Po skomponowaniu około filmowych 450 ścieżek muzycznych,
Ennio Morricone, wreszcie mógł sięgnąć po największe wyróżnienie we włoskiej muzyce. Pojedzie w międzynarodową trasę koncertową wraz z mediolańską orkiestrą słynnej filharmonii La Scala.
Orkiestra wraz z 77-letnim
Morricone, zagra jego klasyczne melodie ze Spaghetti Westernów i innych słynnych filmów. Ten włoski kompozytor zadebiutuje jako dyrygent orkiestry, której historia sięga XVIII-wieku.
Współpraca pomiędzy
Morricone i La Scalą formalnie rozpocznie się 24 lipca w amfiteatrze Arena di Verona. Potem orkiestra ruszy do innych włoskich teatrów. Planowane są występy w tuzinie europejskich stolic, a także w Nowym Jorku i Los Angeles.
Oprócz znanych utworów z dzieł
Sergio Leone, goście usłyszą tematy z
"Nietykalnych",
"Misji", czy
"Cinema Paradiso".
Ennio Morricone święcił sukcesy na całym świecie.

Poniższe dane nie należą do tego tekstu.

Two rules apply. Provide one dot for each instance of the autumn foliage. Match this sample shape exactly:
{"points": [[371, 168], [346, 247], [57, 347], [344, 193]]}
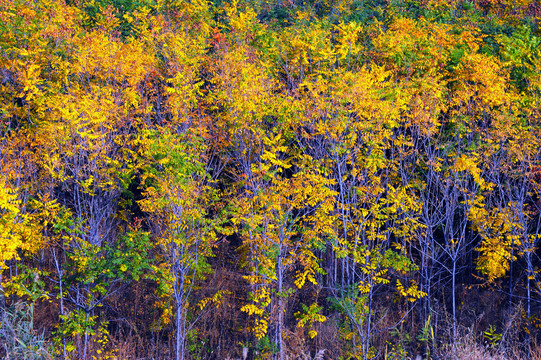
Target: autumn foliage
{"points": [[269, 179]]}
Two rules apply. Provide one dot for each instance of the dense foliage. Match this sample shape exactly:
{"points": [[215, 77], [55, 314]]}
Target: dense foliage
{"points": [[277, 179]]}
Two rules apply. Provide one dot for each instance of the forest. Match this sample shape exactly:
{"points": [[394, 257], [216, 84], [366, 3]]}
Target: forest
{"points": [[270, 179]]}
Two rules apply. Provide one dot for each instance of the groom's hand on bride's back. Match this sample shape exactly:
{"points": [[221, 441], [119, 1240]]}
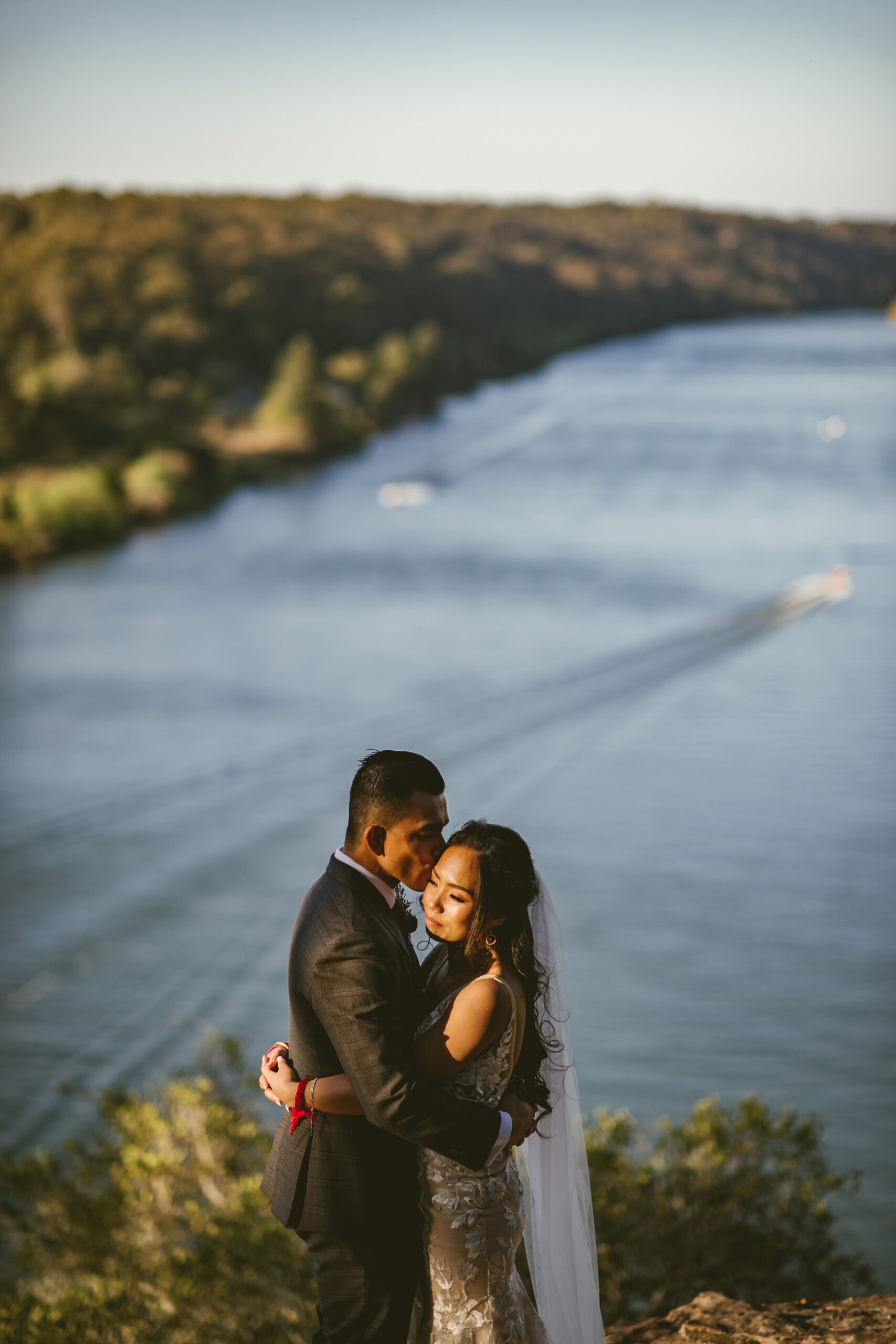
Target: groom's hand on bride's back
{"points": [[522, 1116]]}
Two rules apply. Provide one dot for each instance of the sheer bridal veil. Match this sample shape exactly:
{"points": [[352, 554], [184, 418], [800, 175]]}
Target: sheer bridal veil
{"points": [[559, 1221]]}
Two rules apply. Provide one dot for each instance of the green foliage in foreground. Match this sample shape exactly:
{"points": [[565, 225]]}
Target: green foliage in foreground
{"points": [[159, 1233], [733, 1201]]}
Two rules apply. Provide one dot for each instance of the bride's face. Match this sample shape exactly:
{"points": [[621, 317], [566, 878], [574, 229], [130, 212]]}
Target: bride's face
{"points": [[449, 898]]}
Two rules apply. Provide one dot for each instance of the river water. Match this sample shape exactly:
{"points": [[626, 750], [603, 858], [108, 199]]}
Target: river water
{"points": [[558, 625]]}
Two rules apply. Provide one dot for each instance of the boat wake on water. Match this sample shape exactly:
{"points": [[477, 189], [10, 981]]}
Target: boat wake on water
{"points": [[468, 729]]}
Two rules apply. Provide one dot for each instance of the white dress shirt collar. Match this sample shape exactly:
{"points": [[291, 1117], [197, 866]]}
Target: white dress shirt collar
{"points": [[383, 887]]}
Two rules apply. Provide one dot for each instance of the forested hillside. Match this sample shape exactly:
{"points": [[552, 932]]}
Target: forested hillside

Mimo to postanowił wrócić do swojego rzymskiego studia, w jego własnych apartamentach. - Odrzuciłem pracę nad nadchodzącym filmem
Briana De Palmy "The Untouchables: Capone Rising" - powiedział. Dlaczego? - Gdybym spędził całe życie w Hollywood, straciłbym całą moją inspirację - zakończył.